Sociedade

Ministro Nuno Crato reitera que nenhum aluno ficará sem turma

Ministro Nuno Crato reitera que nenhum aluno ficará sem turma

O ministro da Educação, Nuno Crato, voltou a garantir que nenhum aluno ficará sem turma no próximo ano letivo, nem sem acesso à "modalidade de ensino desejada", referindo que o processo de constituição de turmas ainda está em curso.

"É um processo em curso, não dramatizemos as coisas. Estamos a rever todas as propostas que existem de constituição de turmas, como é evidente temos cuidado para que não haja turmas com três ou quatro alunos, porque é o melhor para os alunos, porque lhes dá uma experiência mais diversificada, e porque é também o que é mais lógico fazer em termos de utilização dos recursos", afirmou Nuno Crato, esta terça-feira, no parlamento.

Nuno Crato falava no final da tomada de posse de David Justino como presidente do Conselho Nacional de Educação, numa cerimónia que decorreu no Salão Nobre da Assembleia da República.

O prazo para as escolas indicarem aos serviços do Ministério da Educação e Ciência (MEC) o número de professores sem turmas atribuídas (horários zero) foi prolongado por 24 horas, até ao final desta terça-feira, e Nuno Crato afirmou que não está previsto qualquer prolongamento adicional desse prazo.

"Poderemos garantir que todos os alunos terão a sua turma e a turma adequada à modalidade de ensino desejada.
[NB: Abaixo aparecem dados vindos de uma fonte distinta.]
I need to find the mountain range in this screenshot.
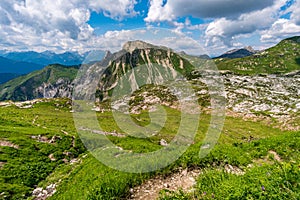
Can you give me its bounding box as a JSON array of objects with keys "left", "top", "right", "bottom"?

Claro que temos que garantir isso", voltou a frisar o ministro, depois de na segunda-feira já ter dado essa garantia.

A Associação Nacional de Diretores de Agrupamentos e Escolas Públicas (ANDAEP) lamentou os cortes definidos na rede escolar divulgada pelo Ministério da Educação e manifestou esperança de que Nuno Crato aprove as turmas que já estão constituídas.

O despacho da rede escolar do Ministério da Educação para o próximo ano, que chegou às escolas na sexta-feira ao final da tarde, define cortes nas turmas no ensino regular e nas turmas de cursos profissionais e Cursos de Educação e Formação (CEF).

Com o despacho, os diretores de turma das escolas viram não ser aprovadas turmas que já tinham sido constituídas e com alunos matriculados.

Também as principais federações sindicais da educação criticaram a redefinição da rede escolar, considerando que a medida tem "um caráter antipedagógico" e que visa despedir professores, criticando ainda o "timing" do anúncio, por entenderem que devia ter acontecido em "tempo útil", antes de realizadas as matrículas.